The story is a multigenerational history of the isolated town of Macondo and of the family who founds it, the Buendías. The novel begins with a flashback with Colonel Aureliano Buenda recollecting the memories of years immediately following the founding of Mocondo. The book further moves back in time describing the birth of Ursula and J. Arcadio and the years leading to their marriage and Ursula’s discovery of the route that connects Mocondo to civilization. Macondo changes from an idyllic, magical, and sheltered place to a town corrupted by the the outside world through the notoriety of Colonel Buendía. Macondo’s governments change several times during and after the war. What follows is a series of magically carved events that lead to the end of a family doomed to repeat the mistakes of the previous generation, the reason because of which they are perpetually named after each other. The last scene, however, recreates the magic as the last surviving Buendia reads an ancient prophecy realizing that all the events were preordained.
The story is set in the Columbian Colonial period adroitly sketching a picture of the civil war, plantations, labour unrest etc experienced by Marquez’s own home town Anacataca in particular and Latin Amerca at large. It skillfully traces the after effects of organized religion and government, imposed imperialist policies and modern technology-as violent and confusing and causing the loss of innocence to the people of Mocondo.

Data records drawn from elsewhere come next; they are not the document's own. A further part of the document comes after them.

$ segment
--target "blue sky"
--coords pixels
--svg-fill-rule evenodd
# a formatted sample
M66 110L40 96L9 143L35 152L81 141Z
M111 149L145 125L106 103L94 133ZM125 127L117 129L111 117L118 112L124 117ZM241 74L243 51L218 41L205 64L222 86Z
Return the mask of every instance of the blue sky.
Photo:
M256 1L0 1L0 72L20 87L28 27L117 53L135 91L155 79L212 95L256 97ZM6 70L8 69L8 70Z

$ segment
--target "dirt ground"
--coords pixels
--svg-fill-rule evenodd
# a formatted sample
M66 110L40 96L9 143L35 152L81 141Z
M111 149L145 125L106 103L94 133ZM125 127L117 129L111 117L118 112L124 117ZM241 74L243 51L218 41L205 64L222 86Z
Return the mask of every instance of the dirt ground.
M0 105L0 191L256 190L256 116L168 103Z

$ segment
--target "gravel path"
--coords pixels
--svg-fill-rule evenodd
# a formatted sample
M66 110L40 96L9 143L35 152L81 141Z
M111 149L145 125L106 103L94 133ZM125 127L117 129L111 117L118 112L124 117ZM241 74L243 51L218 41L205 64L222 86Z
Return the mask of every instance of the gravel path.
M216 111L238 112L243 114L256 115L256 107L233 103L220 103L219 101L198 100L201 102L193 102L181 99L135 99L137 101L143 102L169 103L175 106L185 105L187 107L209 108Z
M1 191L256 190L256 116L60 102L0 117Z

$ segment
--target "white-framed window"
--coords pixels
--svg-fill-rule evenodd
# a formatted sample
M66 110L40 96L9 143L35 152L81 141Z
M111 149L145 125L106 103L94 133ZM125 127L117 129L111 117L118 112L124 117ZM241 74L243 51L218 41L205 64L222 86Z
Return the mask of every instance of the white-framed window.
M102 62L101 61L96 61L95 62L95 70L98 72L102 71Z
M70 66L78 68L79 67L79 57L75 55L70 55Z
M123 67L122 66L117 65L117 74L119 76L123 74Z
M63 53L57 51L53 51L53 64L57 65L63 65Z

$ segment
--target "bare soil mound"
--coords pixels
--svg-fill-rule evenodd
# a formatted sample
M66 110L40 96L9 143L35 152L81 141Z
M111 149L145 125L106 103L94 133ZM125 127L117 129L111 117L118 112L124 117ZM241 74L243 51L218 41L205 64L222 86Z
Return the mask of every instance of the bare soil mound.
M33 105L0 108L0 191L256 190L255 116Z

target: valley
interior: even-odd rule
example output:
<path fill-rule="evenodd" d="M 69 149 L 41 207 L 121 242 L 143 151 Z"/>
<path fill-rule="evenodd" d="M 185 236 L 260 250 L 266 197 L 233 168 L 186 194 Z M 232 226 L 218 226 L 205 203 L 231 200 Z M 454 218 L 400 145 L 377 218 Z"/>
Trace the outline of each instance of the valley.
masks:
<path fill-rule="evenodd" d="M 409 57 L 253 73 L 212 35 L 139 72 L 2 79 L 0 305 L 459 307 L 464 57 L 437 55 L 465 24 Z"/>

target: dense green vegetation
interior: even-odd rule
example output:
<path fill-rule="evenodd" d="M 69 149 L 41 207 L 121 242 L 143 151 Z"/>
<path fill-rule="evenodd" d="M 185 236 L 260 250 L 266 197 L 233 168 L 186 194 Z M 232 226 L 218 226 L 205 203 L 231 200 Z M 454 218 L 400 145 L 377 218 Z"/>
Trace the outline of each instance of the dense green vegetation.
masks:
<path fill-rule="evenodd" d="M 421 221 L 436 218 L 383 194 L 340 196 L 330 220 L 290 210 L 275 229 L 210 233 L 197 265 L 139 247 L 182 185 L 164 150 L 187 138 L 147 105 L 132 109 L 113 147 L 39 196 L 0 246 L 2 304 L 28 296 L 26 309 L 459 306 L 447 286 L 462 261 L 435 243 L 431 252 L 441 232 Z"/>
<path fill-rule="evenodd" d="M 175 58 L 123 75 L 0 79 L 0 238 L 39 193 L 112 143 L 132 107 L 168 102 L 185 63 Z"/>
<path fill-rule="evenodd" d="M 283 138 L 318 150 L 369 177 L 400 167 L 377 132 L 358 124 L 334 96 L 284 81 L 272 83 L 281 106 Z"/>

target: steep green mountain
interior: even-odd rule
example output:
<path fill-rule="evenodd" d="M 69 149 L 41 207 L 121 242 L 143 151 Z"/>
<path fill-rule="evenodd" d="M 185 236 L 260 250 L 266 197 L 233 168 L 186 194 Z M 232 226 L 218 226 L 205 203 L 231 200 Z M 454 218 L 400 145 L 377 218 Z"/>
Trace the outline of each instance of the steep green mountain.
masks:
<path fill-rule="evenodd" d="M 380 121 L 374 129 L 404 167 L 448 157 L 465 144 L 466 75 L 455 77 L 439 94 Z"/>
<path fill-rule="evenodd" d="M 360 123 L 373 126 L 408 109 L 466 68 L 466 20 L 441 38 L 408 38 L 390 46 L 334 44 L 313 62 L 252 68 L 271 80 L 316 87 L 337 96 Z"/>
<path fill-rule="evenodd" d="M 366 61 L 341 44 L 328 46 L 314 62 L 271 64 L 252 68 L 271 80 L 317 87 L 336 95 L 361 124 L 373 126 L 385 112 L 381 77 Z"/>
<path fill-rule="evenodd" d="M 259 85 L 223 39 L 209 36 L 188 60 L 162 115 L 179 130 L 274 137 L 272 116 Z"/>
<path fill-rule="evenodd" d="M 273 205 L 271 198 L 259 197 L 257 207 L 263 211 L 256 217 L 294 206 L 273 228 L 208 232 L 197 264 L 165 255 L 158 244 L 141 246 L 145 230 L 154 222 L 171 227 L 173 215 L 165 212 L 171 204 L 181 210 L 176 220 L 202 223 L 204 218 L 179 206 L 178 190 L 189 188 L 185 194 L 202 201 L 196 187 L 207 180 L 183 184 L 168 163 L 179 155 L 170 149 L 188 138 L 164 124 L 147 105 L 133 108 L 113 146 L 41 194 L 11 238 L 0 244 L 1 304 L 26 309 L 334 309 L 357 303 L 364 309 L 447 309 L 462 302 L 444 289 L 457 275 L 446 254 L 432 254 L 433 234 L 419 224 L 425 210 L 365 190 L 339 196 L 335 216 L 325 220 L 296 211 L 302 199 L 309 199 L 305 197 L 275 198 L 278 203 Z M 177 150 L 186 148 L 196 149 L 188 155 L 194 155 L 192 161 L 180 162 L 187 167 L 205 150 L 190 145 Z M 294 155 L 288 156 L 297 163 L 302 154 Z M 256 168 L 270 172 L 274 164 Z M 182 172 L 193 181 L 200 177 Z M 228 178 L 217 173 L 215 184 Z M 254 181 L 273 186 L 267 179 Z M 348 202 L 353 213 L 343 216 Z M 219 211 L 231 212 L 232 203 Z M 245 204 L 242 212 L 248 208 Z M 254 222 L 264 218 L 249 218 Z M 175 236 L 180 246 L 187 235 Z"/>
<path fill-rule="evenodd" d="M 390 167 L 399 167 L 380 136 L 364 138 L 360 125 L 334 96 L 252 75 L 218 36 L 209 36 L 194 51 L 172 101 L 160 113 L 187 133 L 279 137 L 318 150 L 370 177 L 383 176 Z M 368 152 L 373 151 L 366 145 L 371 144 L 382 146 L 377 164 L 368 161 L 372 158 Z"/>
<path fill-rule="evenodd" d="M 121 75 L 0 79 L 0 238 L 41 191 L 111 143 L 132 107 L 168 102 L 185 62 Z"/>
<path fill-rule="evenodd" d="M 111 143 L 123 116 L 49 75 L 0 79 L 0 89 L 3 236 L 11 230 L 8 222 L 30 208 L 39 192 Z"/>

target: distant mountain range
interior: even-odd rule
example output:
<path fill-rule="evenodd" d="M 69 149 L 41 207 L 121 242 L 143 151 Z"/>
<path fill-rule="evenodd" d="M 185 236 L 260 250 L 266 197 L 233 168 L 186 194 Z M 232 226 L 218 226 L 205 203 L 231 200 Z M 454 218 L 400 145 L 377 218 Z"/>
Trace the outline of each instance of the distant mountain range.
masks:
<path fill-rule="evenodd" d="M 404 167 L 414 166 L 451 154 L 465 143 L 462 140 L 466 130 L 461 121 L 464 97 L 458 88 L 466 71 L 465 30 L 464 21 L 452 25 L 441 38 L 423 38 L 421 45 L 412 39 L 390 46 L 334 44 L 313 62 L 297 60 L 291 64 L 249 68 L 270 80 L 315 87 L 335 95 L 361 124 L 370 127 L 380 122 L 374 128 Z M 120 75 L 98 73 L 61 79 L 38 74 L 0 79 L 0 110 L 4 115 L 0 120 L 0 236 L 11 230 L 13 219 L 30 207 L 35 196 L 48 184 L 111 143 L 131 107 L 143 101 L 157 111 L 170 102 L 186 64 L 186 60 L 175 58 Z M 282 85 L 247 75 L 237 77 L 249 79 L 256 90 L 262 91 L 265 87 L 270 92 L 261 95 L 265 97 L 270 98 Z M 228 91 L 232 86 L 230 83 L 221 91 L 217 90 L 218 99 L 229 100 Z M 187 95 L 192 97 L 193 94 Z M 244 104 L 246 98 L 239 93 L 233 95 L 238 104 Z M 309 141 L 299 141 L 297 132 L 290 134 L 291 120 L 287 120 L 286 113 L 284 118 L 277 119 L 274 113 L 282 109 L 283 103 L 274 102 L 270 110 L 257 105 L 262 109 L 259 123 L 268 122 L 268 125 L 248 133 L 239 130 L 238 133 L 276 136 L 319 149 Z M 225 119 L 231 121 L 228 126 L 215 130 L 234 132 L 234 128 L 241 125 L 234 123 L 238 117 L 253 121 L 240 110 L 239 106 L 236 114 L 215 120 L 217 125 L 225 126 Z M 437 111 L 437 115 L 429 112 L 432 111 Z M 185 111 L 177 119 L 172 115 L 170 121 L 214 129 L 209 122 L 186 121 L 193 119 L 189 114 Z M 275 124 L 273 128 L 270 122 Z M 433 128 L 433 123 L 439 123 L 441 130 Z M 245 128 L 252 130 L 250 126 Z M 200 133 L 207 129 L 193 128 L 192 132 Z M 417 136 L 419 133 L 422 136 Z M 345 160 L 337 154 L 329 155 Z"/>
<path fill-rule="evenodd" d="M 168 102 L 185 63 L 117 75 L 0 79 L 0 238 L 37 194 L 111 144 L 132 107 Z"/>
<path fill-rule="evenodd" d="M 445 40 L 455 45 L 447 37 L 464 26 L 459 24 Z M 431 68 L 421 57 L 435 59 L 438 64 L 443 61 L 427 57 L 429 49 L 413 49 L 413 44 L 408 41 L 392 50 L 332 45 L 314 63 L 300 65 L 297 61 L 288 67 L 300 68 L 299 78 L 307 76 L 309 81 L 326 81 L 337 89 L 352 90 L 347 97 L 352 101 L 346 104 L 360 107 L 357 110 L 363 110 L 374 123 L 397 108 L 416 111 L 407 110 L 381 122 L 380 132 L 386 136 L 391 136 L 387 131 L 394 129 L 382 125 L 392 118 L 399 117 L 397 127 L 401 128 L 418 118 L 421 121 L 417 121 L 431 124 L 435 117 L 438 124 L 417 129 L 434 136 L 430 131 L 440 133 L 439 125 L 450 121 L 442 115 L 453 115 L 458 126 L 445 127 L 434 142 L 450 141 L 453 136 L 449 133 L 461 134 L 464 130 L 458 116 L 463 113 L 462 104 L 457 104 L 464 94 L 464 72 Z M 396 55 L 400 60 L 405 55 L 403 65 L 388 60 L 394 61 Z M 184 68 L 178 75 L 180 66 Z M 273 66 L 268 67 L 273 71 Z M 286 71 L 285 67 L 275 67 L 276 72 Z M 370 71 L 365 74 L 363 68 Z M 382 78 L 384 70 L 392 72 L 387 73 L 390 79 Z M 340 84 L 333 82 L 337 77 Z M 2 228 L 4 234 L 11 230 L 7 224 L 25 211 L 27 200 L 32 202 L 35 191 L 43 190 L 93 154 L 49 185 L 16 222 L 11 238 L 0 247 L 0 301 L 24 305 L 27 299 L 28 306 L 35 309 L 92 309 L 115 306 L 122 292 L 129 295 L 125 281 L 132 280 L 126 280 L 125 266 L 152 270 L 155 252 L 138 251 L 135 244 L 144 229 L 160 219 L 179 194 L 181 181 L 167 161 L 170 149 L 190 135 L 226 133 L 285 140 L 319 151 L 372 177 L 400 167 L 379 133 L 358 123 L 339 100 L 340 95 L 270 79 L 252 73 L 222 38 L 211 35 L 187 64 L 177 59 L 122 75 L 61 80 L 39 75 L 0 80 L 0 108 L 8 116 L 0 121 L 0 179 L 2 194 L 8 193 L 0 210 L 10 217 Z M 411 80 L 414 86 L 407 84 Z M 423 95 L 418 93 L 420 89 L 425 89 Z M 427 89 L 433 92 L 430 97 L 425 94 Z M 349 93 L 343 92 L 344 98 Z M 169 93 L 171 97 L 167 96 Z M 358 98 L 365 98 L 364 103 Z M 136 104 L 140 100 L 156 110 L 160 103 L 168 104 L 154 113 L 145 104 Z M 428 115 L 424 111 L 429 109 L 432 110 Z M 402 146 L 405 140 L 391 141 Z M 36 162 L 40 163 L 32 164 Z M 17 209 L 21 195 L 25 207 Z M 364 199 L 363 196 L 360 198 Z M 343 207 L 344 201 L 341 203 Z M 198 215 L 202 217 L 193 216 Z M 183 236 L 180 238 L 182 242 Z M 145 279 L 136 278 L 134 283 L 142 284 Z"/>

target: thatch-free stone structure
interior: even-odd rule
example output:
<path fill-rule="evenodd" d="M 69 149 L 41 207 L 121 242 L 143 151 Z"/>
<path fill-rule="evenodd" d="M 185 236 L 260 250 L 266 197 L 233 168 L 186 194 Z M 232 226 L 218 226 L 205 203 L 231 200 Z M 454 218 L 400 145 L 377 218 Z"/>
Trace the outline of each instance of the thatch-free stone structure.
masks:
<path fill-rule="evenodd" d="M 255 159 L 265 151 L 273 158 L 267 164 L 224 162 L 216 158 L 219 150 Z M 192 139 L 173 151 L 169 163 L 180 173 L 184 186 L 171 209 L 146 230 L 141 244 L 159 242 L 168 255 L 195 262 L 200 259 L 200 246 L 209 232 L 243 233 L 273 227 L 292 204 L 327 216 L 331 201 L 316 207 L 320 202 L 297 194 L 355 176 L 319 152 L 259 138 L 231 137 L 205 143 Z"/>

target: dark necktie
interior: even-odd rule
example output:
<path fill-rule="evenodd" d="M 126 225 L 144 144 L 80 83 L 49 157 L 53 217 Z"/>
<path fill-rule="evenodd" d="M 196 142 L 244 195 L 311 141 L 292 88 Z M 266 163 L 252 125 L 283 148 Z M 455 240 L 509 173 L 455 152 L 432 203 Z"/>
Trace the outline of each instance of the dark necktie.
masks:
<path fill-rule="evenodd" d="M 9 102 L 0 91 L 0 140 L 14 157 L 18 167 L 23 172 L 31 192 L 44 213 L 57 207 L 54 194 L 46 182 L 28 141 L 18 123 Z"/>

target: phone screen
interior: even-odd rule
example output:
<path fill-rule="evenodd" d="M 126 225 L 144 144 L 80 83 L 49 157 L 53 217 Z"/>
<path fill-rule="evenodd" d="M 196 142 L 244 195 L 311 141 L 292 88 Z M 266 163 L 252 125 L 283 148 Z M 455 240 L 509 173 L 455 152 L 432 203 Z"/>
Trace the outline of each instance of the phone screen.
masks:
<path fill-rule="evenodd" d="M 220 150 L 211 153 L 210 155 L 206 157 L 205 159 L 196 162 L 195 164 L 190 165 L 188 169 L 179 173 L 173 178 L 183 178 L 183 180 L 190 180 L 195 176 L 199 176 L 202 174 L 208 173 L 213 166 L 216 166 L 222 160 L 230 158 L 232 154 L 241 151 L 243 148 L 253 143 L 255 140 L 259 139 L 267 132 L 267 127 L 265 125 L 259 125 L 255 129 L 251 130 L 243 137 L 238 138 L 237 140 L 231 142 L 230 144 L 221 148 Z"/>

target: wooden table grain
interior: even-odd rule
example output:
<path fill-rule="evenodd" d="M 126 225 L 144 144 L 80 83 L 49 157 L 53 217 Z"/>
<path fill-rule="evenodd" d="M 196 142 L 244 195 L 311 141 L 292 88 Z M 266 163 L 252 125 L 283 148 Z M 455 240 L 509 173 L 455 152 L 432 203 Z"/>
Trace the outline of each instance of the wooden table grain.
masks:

A central and pioneering text in the movement known as “magic realism”, the novel is characterized by dream-like and fantastic elements woven into the fabric of its fiction. It refuses to reflect reality from a singular ‘objective’ perspective which wasn’t true to the experience of the third world. Thus it sharply undercuts the western homogeneity of narration putting forth multiple perspectives tracing the unique reality and fragmented psyche of a people whose History assumes the subjective quality of memory and is subject to emotional colouring and flights of imagination.
Being a part of the third world my self, this remains one of the most confusing and the most thought provoking novel that I have ever read. From the repetition of names and characteristics to magical events pervading the text, the book magnificently puts forth the unthinkable horrors accompanying colonization. The indefinite chronological framework, the repetition of names, the play of time and place and of memory leaves a lasting impression on one’s mind leading it into a vicious circle of shifting boundaries between reality and fantasy.